How We Treat Cognitive Decline & Alzheimer's Prevention at IHP
Dr. Hendry's cognitive health evaluation begins with comprehensive functional medicine testing: fasting insulin and HOMA-IR, full thyroid panel with antibodies, sex hormone panel, homocysteine, methylmalonic acid (functional B12 status), vitamin D, omega-3 index, heavy metals panel, inflammatory markers (hsCRP, fibrinogen), complete metabolic panel, and ApoE genotyping when requested. This panel reliably identifies the biological drivers present in any individual patient — and clarifies which interventions will be most impactful.
**Metabolic optimization** targets insulin resistance through dietary modification (low-glycemic, time-restricted eating, modified Mediterranean approach), berberine supplementation for insulin sensitization, and targeted lifestyle intervention. Reversing insulin resistance is among the most powerful cognitive protective interventions available.
**Acupuncture** has documented effects on cerebral blood flow — both improving perfusion to the hippocampus and prefrontal cortex and reducing the vascular risk factors that impair brain circulation. Multiple clinical studies demonstrate acupuncture's ability to improve cognitive scores, reduce neuroinflammatory markers, and support memory consolidation. Dr. Hendry's acupuncture protocols for cognitive support include scalp acupuncture (targeting motor and memory cortex zones), distal body points that regulate the autonomic nervous system, and ear acupuncture for stress regulation.
**Chinese herbal medicine** provides some of the most clinically interesting neuroprotective agents available: Lion's Mane mushroom (Hericium erinaceus) stimulates nerve growth factor synthesis; Bacopa monnieri improves memory formation and retrieval; Ginkgo biloba improves cerebral circulation and reduces platelet aggregation; He Shou Wu (Polygonum multiflorum, processed) is used in classical Chinese medicine for age-related cognitive support. These are prescribed based on the individual patient's TCM pattern and laboratory findings, not as generic memory supplements.
**Hormonal optimization** addresses estrogen and testosterone decline with bioidentical hormone approaches when indicated; thyroid optimization using more clinically precise targets than standard labs provide; and adrenal support for cortisol dysregulation that disrupts hippocampal function and accelerates memory decline.

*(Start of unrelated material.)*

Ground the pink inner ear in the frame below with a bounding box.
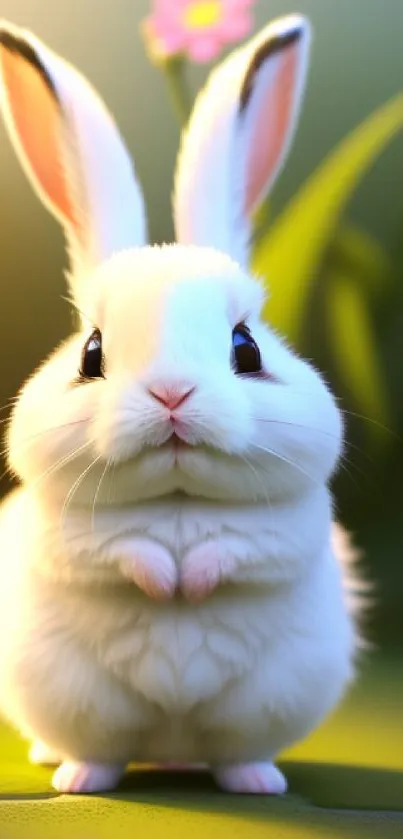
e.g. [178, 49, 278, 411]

**Nutritional supplementation** is evidence-directed: homocysteine reduction with methylated B vitamins (methyl-B12, methylfolate, P5P), omega-3 supplementation to target an omega-3 index above 8%, vitamin D optimization, and magnesium threonate specifically for its ability to cross the blood-brain barrier and support synaptic density.
Dr. Hendry's Approach
Cognitive decline is the health concern I see patients most reluctant to address directly — partly because fear of what they might find, and partly because conventional medicine has told them nothing can be done. Both assumptions are worth questioning. Functional medicine evaluation of cognitive health in a 55-year-old is not about diagnosing Alzheimer's — it's about finding the modifiable factors already present that are either accelerating or preventable. In practice, almost every patient who comes in with cognitive concerns has at least two or three addressable drivers: elevated homocysteine from an MTHFR variant nobody ever tested for, subclinical hypothyroidism that the TSH alone missed, blood sugar dysregulation that manifests as afternoon brain fog, sleep disruption from undiagnosed apnea, or a mercury burden from thirty years of amalgam fillings. These are not philosophical concepts — they show up on testing. The Bredesen Protocol has brought important attention to the multi-driver nature of Alzheimer's disease. My clinical approach reflects the same framework: identify the specific biological insults present in this individual patient, address them in priority order, and monitor the response. There is no single protocol that applies to every person — the value is in the evaluation.